The Bracero Project speaks to an emerging critical challenge in digital humanities, specifically how to make sense of oral history in digital collections. Putting aside the fragments and reminiscences added by contributors, the oral histories being collected appear to be standard hour-long oral history interviews. The collection consists of a .wav file of the entire interview, with a brief description of the interview in the brief view and the longer transcript in the full view. This is standard archival presentation of oral history in paper archives or some digital archives, whether it is in a ContentDM system or some other more standard library format. Additionally, of the dozen or so interviews I perused, I did not find any tags (see above on metadata) or segmenting of the interviews. If this does not make full use of the capabilities of Omeka, it also does not live up to standard library cataloging that at least gives interviews some search terms (even if they are Library of Congress terms) or what is an increasingly common practice of offering excerpts of the interview within the body of the record or as a separate record (the Veteran’s Oral History Project has done this with subsets of its interviews.)
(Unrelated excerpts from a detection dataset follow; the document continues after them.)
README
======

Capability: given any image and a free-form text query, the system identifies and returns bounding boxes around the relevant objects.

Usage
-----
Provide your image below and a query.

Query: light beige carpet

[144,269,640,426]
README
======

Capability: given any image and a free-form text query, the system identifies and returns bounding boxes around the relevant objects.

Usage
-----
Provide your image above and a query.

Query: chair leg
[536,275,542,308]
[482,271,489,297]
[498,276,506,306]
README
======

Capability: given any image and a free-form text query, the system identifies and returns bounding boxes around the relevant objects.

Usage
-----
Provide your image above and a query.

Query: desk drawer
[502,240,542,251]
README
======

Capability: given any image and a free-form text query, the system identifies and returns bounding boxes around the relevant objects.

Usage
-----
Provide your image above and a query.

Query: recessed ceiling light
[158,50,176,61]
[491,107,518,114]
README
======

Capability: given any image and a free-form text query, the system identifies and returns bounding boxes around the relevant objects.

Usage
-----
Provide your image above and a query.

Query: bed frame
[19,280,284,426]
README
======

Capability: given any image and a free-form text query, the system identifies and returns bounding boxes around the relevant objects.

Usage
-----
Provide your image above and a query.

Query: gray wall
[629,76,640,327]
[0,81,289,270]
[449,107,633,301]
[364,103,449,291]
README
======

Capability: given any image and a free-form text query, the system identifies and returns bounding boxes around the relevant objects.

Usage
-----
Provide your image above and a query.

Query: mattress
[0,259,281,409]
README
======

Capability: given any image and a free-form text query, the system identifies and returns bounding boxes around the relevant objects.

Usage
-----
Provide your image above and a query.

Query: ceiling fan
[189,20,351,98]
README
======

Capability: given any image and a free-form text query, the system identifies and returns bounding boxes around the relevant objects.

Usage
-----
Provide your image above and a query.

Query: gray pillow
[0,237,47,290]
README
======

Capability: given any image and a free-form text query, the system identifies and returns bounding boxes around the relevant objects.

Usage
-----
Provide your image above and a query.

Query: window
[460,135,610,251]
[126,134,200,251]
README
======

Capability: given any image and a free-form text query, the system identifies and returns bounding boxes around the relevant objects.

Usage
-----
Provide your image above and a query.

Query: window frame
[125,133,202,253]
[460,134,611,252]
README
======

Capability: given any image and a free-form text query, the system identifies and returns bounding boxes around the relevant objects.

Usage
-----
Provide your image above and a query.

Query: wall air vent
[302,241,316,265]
If the emergence of digital tools has reinvigorated the aurality of oral history, the power of the voice and its import to the field, as well as its availability through digital resources, we digital historians have not yet fully caught up with the tools for dealing with this revolution. We remain subject to the text of the interview (both for searching and for exhibiting purposes.) We continue to struggle, as the field itself does, with how to categorize interviews and makes sense of oral history across interviews and across collections. These are not inconsequential intellectual problems, and we should be confronting the intellectual problems of a field as we break into the digital age. Merely replicating the the challenges faced by archivists of oral history in a digital domain may represent a digital advance, but it does not necessarily confront the core problem.
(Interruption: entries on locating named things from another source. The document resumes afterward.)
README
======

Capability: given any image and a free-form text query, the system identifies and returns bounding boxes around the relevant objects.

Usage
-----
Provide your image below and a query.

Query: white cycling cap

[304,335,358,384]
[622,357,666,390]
Finally, I would suggest that crowdsourcing might not be the panacea that it is sometimes made out to be within our digital humanities community. Crowdsourcing is democratizing. That is great as an ideal and as a practice, but it demands on a crowd, which suggests a large audience. The question is how large? From my perspective, crowdsourcing–in terms of collecting and collaborating–remains in question with smaller and largely non-digital audiences. At a macro level, for major national institutions, such as the Smithsonian, crowdsourcing may offer a different scale of benefits than it does for smaller institutions. Either way, both the Sao Tome Project (which I have not spoken abou t at all but will in a subsequent post) and the Bracero Project are pushing the boundaries of crowdsourcing as a methodology, as well as how to build robust and insightful archival collections.
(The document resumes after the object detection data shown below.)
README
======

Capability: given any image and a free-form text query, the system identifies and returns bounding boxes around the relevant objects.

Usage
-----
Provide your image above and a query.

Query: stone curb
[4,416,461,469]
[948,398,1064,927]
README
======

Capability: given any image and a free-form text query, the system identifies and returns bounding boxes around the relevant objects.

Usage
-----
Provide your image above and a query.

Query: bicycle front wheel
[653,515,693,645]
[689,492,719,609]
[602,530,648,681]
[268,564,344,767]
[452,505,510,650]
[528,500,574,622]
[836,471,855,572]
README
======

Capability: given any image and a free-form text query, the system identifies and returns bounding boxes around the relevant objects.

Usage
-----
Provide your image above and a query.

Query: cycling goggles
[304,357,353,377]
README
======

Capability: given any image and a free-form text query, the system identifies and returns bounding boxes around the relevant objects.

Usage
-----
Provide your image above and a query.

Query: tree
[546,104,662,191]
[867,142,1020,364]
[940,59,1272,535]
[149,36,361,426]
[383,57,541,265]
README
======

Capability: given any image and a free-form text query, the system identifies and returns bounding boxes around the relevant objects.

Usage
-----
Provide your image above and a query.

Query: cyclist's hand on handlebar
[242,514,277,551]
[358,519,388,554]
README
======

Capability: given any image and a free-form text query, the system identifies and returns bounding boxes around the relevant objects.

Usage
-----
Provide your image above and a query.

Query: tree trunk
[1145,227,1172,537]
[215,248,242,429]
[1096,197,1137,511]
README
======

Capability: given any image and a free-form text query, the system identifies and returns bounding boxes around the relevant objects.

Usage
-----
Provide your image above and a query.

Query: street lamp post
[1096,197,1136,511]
I am eagerly watching them as we continue to review and experiment with many of these same issues in our work in Cleveland. With Teaching & Learning Cleveland we have confronted these same problems of metadata and collaboration as well. And, as we collect oral histories (over 500 to date) we continue to stuggle with their representation, opting in the short term for developing interpretive segments and struggling with how to represent those (along with the main interview) in digitally engaging formats.
It is exciting to see these and other projects begin to reveal best practices and confront major issues in digital history head on, in practice not merely in theory.